2, 5. Yan Lu is Senior Research Scientist at National Institute of Standards and Technology in Gaithersburgh. She is an automation and energy expert with intensive experience in building control, grid automation and industrial automation systems. Her research interest covers distributed agent-based control, fault detection & diagnosis, adaptive control systems, energy optimization and cyber security. In addition to contributing to corporate advanced manufacturing topics, Dr. Lu has led and successfully delivered more than 10 million dollars of government funded projects in the areas of survivable control systems, energy management and smart grid automation. Dr. Lu was the PI of three ARRA projects from US Department of Energy, on building energy efficiency, optimal dispatch of combined cooling, heating and power system and demand response respectively. She is also the PI of three active demonstration projects on building energy management, microgrid control and optimization and asset management funded by US Department of Defense. Dr. Lu have authored and co-authored more than 20 papers in the area of modeling, control, optimization and fault detection and diagnosis in the last three years.

3. Andrea Matta is Distinguished Professor at the Department of Industrial Engineering and Management, School of Mechanical Engineering, Shanghai Jiao Tong University (SJTU). He graduated in Industrial Engineering at Politecnico di Milano where he developed his teaching and research activities as temporary Researcher from 1997 to 2001, Assistant Professor from 2001 to 2010 and Associate Professor from 2010. His research area includes analysis, design and management of production and health care systems. He currently teaches Stochastic Models and System Modeling & Simulation at SJTU. He has published more than 100 hundred papers appeared on international journals and conference proceedings.

4. Bengt Lennartson received the Ph.D. degree in automatic control from Chalmers University of Technology, Gothenburg, Sweden, in 1986. Since 1999, he has been a Professor of the Chair of Automation, Department of Signals and Systems.
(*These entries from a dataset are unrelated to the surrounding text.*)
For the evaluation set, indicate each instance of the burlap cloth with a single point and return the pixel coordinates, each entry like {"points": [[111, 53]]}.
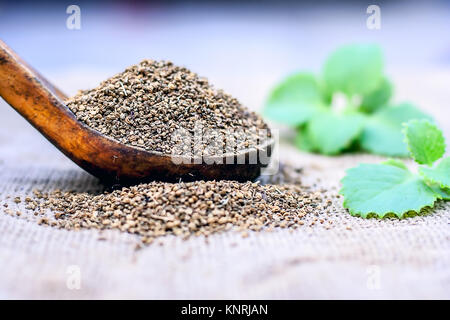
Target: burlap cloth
{"points": [[343, 257]]}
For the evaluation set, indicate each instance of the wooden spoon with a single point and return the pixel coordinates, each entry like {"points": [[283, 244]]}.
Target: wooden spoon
{"points": [[42, 104]]}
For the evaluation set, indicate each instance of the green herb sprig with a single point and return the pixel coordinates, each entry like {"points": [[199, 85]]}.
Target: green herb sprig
{"points": [[367, 119], [391, 188]]}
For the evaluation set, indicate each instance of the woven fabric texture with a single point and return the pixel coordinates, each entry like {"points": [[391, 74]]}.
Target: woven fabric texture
{"points": [[342, 257]]}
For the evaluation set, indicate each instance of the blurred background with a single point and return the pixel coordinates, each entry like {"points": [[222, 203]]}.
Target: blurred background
{"points": [[244, 47]]}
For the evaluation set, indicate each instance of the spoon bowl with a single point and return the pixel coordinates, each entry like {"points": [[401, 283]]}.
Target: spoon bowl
{"points": [[42, 104]]}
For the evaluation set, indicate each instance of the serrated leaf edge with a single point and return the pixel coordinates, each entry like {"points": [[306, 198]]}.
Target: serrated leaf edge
{"points": [[405, 126]]}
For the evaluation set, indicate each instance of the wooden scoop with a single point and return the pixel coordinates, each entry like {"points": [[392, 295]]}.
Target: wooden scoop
{"points": [[42, 104]]}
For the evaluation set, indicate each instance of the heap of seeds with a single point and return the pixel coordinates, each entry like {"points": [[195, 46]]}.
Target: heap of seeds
{"points": [[183, 209], [148, 103]]}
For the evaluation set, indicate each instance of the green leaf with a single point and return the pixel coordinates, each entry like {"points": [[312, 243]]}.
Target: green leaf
{"points": [[330, 133], [295, 100], [444, 193], [383, 131], [354, 69], [440, 174], [396, 163], [377, 98], [425, 141], [383, 188]]}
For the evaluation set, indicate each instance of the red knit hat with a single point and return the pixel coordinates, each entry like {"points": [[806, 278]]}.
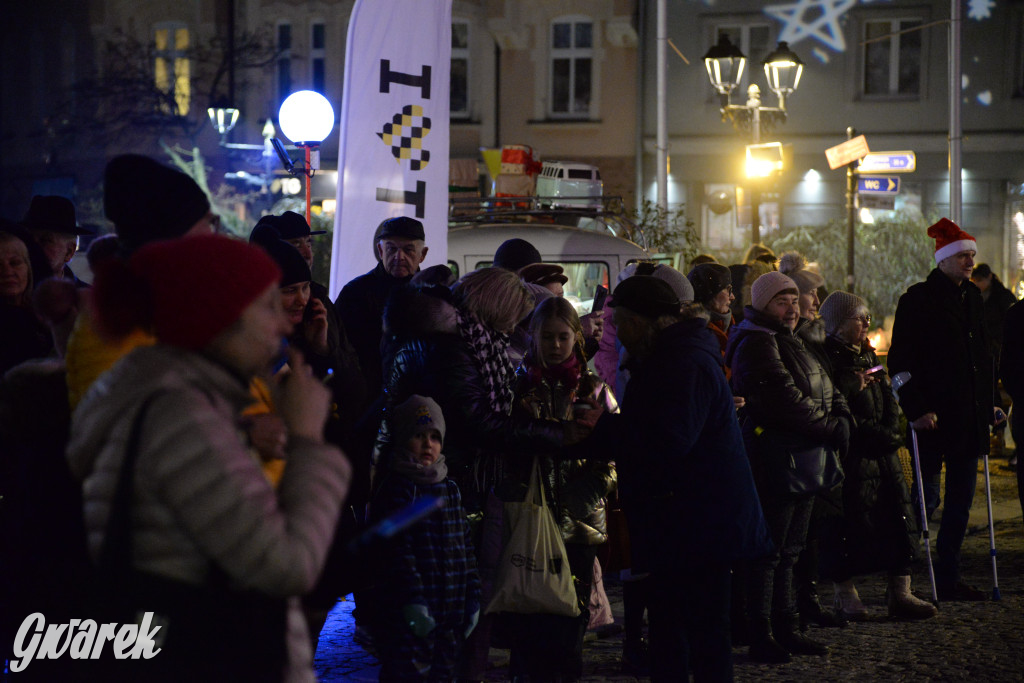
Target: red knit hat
{"points": [[950, 240], [187, 290]]}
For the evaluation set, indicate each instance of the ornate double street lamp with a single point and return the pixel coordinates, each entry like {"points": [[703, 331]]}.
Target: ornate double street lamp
{"points": [[725, 63], [306, 118]]}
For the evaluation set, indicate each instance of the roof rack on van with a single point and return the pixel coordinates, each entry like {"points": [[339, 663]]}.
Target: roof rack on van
{"points": [[610, 216]]}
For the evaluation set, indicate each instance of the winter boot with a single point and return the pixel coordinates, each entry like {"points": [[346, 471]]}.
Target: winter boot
{"points": [[636, 656], [903, 604], [788, 636], [848, 604], [811, 610], [764, 648]]}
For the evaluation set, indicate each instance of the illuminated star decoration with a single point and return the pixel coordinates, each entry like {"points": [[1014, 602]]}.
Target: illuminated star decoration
{"points": [[980, 9], [824, 27]]}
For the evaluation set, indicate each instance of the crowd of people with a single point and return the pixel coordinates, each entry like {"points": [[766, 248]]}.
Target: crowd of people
{"points": [[204, 434]]}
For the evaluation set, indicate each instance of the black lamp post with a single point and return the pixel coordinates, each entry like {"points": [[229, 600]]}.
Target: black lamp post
{"points": [[725, 63]]}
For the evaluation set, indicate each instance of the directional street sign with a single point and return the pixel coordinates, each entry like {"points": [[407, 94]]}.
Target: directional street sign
{"points": [[845, 153], [878, 184], [879, 202], [888, 162]]}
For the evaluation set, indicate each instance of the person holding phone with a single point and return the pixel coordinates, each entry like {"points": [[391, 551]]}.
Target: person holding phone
{"points": [[870, 525]]}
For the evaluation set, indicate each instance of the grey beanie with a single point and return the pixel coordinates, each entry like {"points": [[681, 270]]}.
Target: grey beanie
{"points": [[416, 414], [677, 281], [767, 286], [837, 307], [795, 265]]}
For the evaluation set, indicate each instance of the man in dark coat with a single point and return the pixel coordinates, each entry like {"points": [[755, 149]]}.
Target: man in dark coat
{"points": [[939, 338], [1012, 372], [400, 250], [685, 480]]}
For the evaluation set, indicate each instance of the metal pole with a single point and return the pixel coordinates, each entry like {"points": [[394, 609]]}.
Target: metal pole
{"points": [[663, 129], [851, 200], [755, 103], [309, 180], [955, 78]]}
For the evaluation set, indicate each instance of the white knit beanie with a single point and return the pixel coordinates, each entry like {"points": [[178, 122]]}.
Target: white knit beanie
{"points": [[767, 286]]}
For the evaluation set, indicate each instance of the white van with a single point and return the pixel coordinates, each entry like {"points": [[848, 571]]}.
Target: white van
{"points": [[569, 184], [589, 258]]}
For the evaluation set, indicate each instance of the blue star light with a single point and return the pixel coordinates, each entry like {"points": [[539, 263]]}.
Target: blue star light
{"points": [[824, 27]]}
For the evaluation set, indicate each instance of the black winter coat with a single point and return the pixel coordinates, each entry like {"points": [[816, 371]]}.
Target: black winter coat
{"points": [[790, 396], [428, 357], [576, 484], [939, 338], [360, 309], [878, 527], [684, 480], [1012, 363]]}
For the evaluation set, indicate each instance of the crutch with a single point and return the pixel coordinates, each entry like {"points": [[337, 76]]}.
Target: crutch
{"points": [[898, 381], [991, 529]]}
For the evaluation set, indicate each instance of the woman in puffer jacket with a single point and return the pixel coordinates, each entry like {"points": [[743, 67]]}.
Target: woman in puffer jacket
{"points": [[790, 400], [877, 529], [453, 346], [552, 381], [197, 517]]}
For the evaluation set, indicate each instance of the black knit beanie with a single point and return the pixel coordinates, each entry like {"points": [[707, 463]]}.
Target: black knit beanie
{"points": [[147, 201], [293, 266]]}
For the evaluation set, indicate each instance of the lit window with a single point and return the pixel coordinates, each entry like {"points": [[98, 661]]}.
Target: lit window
{"points": [[316, 57], [571, 68], [459, 92], [892, 59], [284, 61], [171, 69]]}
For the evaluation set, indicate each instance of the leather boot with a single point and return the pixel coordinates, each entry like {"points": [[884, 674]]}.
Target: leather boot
{"points": [[788, 636], [811, 610], [848, 604], [763, 647], [905, 605]]}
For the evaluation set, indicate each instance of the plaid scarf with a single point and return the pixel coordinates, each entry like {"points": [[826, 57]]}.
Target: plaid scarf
{"points": [[491, 355]]}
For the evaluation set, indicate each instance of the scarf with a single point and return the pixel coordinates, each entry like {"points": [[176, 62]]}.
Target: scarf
{"points": [[566, 373], [491, 355], [403, 464]]}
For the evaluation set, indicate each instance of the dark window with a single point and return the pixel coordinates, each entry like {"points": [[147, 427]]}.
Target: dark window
{"points": [[571, 68], [318, 79], [892, 58]]}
He was Dean of Education at Chalmers University of Technology from 2004 to 2007, and since 2005 he is a Guest Professor at University West, Trollhättan. He has been a Visiting Professor at University of Newcastle, Australia and University of Cagliari, Italy. He was General Chair of WODES 2008 and Associate Editor for Automatica 2002-2005, and currently he is Co-Chair of the RAS-TC on Sustainable Production Automation, Associate Editor for IEEE Transaction on Automation Science and Engineering, and General Chair of IEEE CASE 2015. He is (co)author of two books and more than 260 peer reviewed international papers. His main areas of interest include discrete event and hybrid systems, especially for manufacturing applications, as well as robust feedback control.

6. Liang Zhang received the B.E. and M.E. degrees from the Center for Intelligent and Networked Systems (CFINS), Department of Automation, Tsinghua University, Beijing, China, in 2002 and 2004, respectively, and the Ph.D. degree in Electrical Engineering – Systems from the University of Michigan, Ann Arbor, USA, in 2009. He is currently an Assistant Professor at the Department of Electrical and Computer Engineering, University of Connecticut (UConn). Before joining UConn, he was with the Department of Industrial and Manufacturing Engineering, University of Wisconsin-Milwaukee from 2009 to 2013. His research interests include modeling, analysis, improvement, design, control, and energy-efficient operations of manufacturing and service systems, as well as modeling and analysis of battery equalization systems.